Kyle Hines of Gardner also was betting Friday but on the Kentucky Oaks, the races held the day before the Derby at Churchill Downs.
Hines will return Saturday with his grandfather, uncle and friend for what has become a family tradition – watching and betting on the Kentucky Derby in Joliet. They all have reserved their seats.
“It’s big,” Hines said. “Everybody comes in and puts down at least a $2 bet on their favorite horse name or color.”
It was Hines’ first trip Club Hawthorne Joliet, which opened two weeks ago at 2200 W. Jefferson St.
Hawthorne Race Course, which owns 16 OTBs in the Chicago area, moved its Joliet location from what was called Bookie Magee’s Hideaway and OTB.
The difference between the two locations is kind of like night and day. At least, that’s the intention.
“This is what the new generation of race fans is comfortable with,” said Dakota Shultz, marketing and communications manager for Hawthorne. “It’s lighter.

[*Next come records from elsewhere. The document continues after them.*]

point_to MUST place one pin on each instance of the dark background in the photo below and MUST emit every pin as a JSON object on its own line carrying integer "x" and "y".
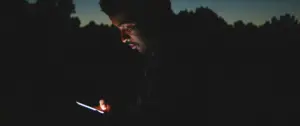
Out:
{"x": 253, "y": 70}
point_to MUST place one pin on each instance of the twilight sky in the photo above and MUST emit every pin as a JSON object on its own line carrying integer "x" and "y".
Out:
{"x": 256, "y": 11}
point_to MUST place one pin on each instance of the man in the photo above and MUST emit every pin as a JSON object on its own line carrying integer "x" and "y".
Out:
{"x": 151, "y": 28}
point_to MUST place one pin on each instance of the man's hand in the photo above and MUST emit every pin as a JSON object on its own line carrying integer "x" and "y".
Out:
{"x": 103, "y": 106}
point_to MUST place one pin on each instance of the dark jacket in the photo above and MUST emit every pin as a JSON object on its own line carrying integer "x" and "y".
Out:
{"x": 176, "y": 83}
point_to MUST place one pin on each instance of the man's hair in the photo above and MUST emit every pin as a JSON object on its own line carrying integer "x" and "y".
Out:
{"x": 135, "y": 7}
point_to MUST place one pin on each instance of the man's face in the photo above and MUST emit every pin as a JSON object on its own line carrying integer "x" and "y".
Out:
{"x": 129, "y": 33}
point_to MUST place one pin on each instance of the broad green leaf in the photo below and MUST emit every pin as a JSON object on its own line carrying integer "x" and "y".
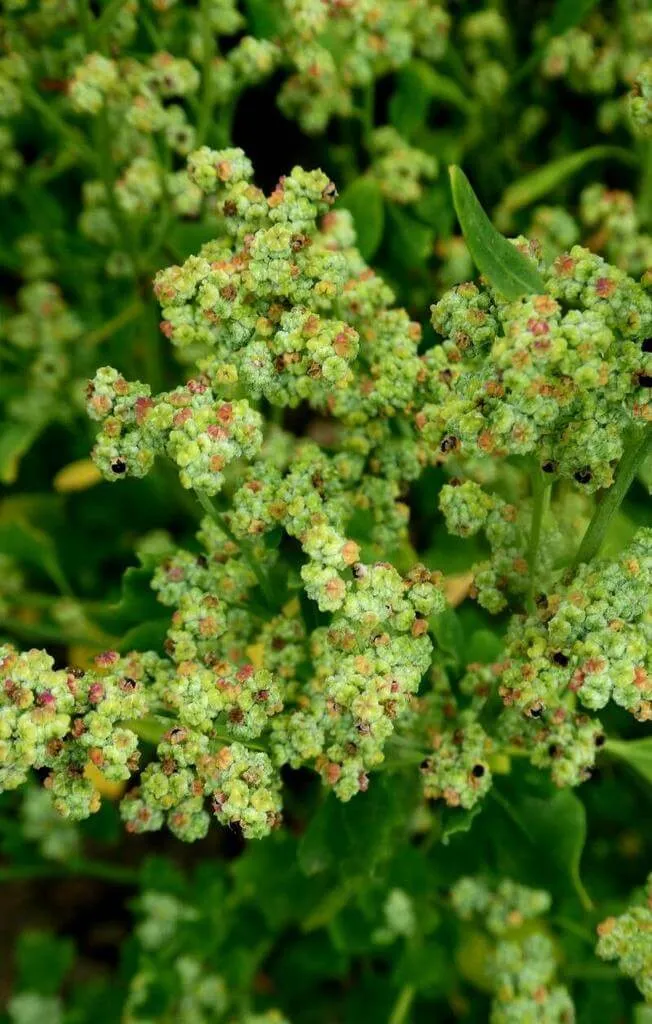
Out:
{"x": 455, "y": 820}
{"x": 484, "y": 646}
{"x": 137, "y": 603}
{"x": 264, "y": 17}
{"x": 409, "y": 242}
{"x": 636, "y": 753}
{"x": 145, "y": 636}
{"x": 511, "y": 273}
{"x": 42, "y": 962}
{"x": 364, "y": 202}
{"x": 542, "y": 180}
{"x": 15, "y": 439}
{"x": 558, "y": 825}
{"x": 567, "y": 14}
{"x": 448, "y": 634}
{"x": 418, "y": 86}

You can see it from the outside.”
The expansive glass facade facing Jefferson Street is a contrast from Bookie Magee’s Hideway, which was located in the back of the Menards-Walmart shopping center a couple of blocks away. As its name suggested, Bookie Magee’s Hideaway had a throwback theme to another era.
“Usually OTBs are kind of dark,” Hines said. “There was some of that old-school feel, I don’t know why, that you’re not supposed to be here.”
The open atmosphere of Club Hawthorne seemed to appeal to the bettors who talked about Club Hawthorne, while having a drink at the bar and watching some of the 150 or so TVs set up in the building.
“I love this place,” said Georgie Collins of Bonfield. “Dark and dreary was the other place. This place is nice and bright.”
Club Hawthorne Joliet follows the pattern of new and remodeled OTBs within the Hawthorne’s network of OTBs, Shultz said.
Even calling them off-track betting parlors seems antiquated, he noted.
“You can bet on your phone now,” Shultz said, adding that sometimes he does so even when he’s at the OTB.
Add to that the legalization of sports betting, and the aura of secrecy just doesn’t fit anymore.
“There’s been such a cultural change about betting,” Shultz said, “I think people are more accepting of it.”
Bookie Magee’s Hideway opened in 2004 as Joliet’s OTB had been moved out of the old Jefferson Square, which was since demolished to make room for the Menards-Walmart center.
Shultz said Hawthorne wants to attract people beyond the horse racing set. The many TVs offer a variety of sports beyond horse racing.
Daryl Voska, managing partner for Black eyed Susan, the food and beverage vendor at the Joliet OTB as well as two others in Lansing and Evergreen Park, offers a menu of barbecued food and a bar with a wide bourbon selection.
“Barbecue, bourbon and betting,” Voska said with a grin.
He’ll be planting Black-eyed Susans, the flower of the Preakness Stakes, around Club Hawthorne once the weather warms up.
Voska has other plans, including bourbon seminars with the first one likely to be sometime in early summer.
There’s still work to do. The outdoor Club Hawthorn sign isn’t up yet, which Shultz said has been due to high winds making it difficult. But one priority has been met.
“It’s been a race to the finish line,” Shultz said, “to get open for the derby.”